Land assemblage is one of the most complex and least glamorous disciplines in New York City real estate. There are no formulas for it, no standardized processes, and no guarantee that years of effort will result in a viable site. What it requires above all is the ability to see a development opportunity that doesn’t yet exist — and the patience and persistence to bring the pieces together.

Two projects illustrate how assemblage actually works in practice: Vernon Tower in Long Island City and the East 33rd Street site in Kips Bay. Different neighborhoods, different deal structures, different challenges — but the same underlying discipline of identifying what a site could become before it had any reason to look that way.

Long Island City had been rezoned — transforming what had been industrial and manufacturing uses into a corridor with significant residential development potential. The blocks around Vernon Boulevard were changing. But individual lots, many of them still occupied by long-standing industrial operators, were too small or too constrained to support meaningful development on their own.

Two adjacent parcels caught our attention — a masonry yard and a steel shop, both occupied by operators who had been there for years. The site had a known complication: a DEP sewer easement ran through the property that had led other developers to conclude it couldn’t be built on. Previous inquiries had gone nowhere. The operators were tired of conversations that never went anywhere.

What changed the equation was understanding two things simultaneously. First, that you needed both parcels to make a development work — neither one alone was sufficient. Second, that the easement, while real, was an engineering problem rather than a deal-killer. A building could be designed to account for it. That realization reframed the entire opportunity.

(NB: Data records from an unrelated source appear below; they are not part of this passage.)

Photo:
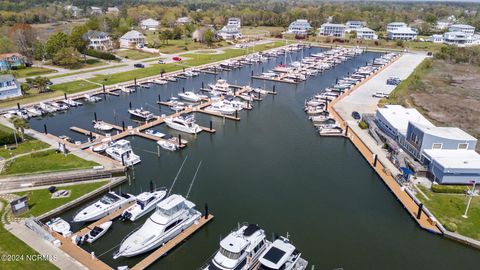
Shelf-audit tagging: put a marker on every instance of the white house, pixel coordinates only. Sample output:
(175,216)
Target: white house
(396,25)
(352,25)
(366,33)
(132,39)
(9,87)
(234,22)
(96,11)
(402,33)
(467,29)
(98,40)
(299,27)
(333,29)
(149,24)
(460,39)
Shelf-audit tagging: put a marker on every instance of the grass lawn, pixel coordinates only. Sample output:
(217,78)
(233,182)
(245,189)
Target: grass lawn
(12,245)
(74,86)
(40,201)
(134,54)
(27,146)
(85,71)
(46,161)
(32,72)
(449,208)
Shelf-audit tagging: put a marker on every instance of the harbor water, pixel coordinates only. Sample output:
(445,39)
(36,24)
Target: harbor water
(273,169)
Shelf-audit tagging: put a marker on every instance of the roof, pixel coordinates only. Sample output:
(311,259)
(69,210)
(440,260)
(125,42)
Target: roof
(452,133)
(132,34)
(455,158)
(399,117)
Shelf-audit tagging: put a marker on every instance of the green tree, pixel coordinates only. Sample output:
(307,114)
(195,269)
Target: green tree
(67,57)
(76,40)
(55,43)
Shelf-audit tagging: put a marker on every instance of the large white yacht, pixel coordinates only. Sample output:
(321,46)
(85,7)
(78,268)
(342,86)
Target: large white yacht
(121,150)
(190,96)
(221,86)
(240,250)
(108,204)
(184,123)
(281,254)
(172,216)
(141,113)
(145,202)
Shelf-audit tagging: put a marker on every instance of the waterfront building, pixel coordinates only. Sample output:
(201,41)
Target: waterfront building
(366,33)
(396,25)
(96,11)
(299,27)
(333,29)
(439,148)
(467,29)
(149,24)
(353,25)
(10,61)
(402,33)
(9,87)
(98,40)
(132,39)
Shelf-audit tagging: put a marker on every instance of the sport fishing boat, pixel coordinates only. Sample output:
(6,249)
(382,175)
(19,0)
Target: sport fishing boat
(281,254)
(108,204)
(221,86)
(183,123)
(122,151)
(100,125)
(190,96)
(58,225)
(145,203)
(141,113)
(96,232)
(240,250)
(172,216)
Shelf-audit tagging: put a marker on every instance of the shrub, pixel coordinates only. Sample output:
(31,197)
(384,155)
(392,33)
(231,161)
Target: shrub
(450,226)
(363,125)
(449,189)
(100,54)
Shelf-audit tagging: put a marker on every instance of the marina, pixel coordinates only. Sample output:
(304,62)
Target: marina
(261,140)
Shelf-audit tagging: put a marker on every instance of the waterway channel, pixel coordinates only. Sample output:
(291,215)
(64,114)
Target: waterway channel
(273,169)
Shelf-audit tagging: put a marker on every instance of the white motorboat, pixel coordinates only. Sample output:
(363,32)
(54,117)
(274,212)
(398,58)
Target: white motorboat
(190,96)
(221,107)
(155,133)
(122,151)
(141,113)
(281,254)
(100,125)
(108,204)
(97,232)
(168,145)
(93,99)
(221,86)
(183,123)
(240,250)
(145,203)
(58,225)
(172,216)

Getting both sellers to the table required understanding each situation individually. One owner was absentee — he had a tenant occupying the masonry yard and no appetite for the complexity of dealing with that relationship. We negotiated the tenant surrender on his behalf, removing the obstacle that had kept him from moving forward. The other was an old-school owner who had no interest in signing a contract. His terms were straightforward: do your due diligence, satisfy yourself on every detail, and come back when you’re ready to close. No contract, no back-and-forth — just a handshake and a process built entirely on trust. We did exactly that.

The assembled site became Vernon Tower — a 103-unit residential building that wouldn’t have been possible on either parcel alone. The affordable component — 21 units integrated throughout the building — was structured to unlock both density and a tax abatement that improved the project’s overall economics. Building affordable wasn’t just a community obligation. It was a financially smarter path.

The East 33rd Street assemblage in Kips Bay unfolded over a longer timeline and involved more parcels — five in total, including air rights from an adjacent property. The logic was similar: individual lots in the area were too small to support the scale of development the location and zoning could ultimately justify. But assembled together, with a rezoning that increased allowable density, the site could support a 23-story, 160-unit residential tower.

Each acquisition had its own negotiation, its own timeline, and its own set of considerations. The process required maintaining discretion — assembling parcels quietly to avoid price inflation once the strategy became visible — while simultaneously building the community and political relationships necessary to advance the rezoning.

The assemblage and the rezoning were not sequential steps. They were parallel processes that informed each other throughout. The assembled site justified the rezoning application. The rezoning approval validated the assemblage strategy. Neither worked without the other.

Both projects illustrate that successful assemblage is less about real estate expertise in the traditional sense and more about understanding people — what motivates each seller, what problems they need solved, and how to structure a transaction that works for their specific situation.

In Long Island City, that meant solving a tenant problem for one owner and earning the trust of another who operated entirely outside conventional deal structures. On East 33rd Street it meant years of patient negotiation across multiple properties while simultaneously managing a complex regulatory process.

The sites that result from successful assemblage — sites that couldn’t exist any other way — are among the most valuable in the city. They’re also the hardest to create. That difficulty is precisely what makes them worth pursuing.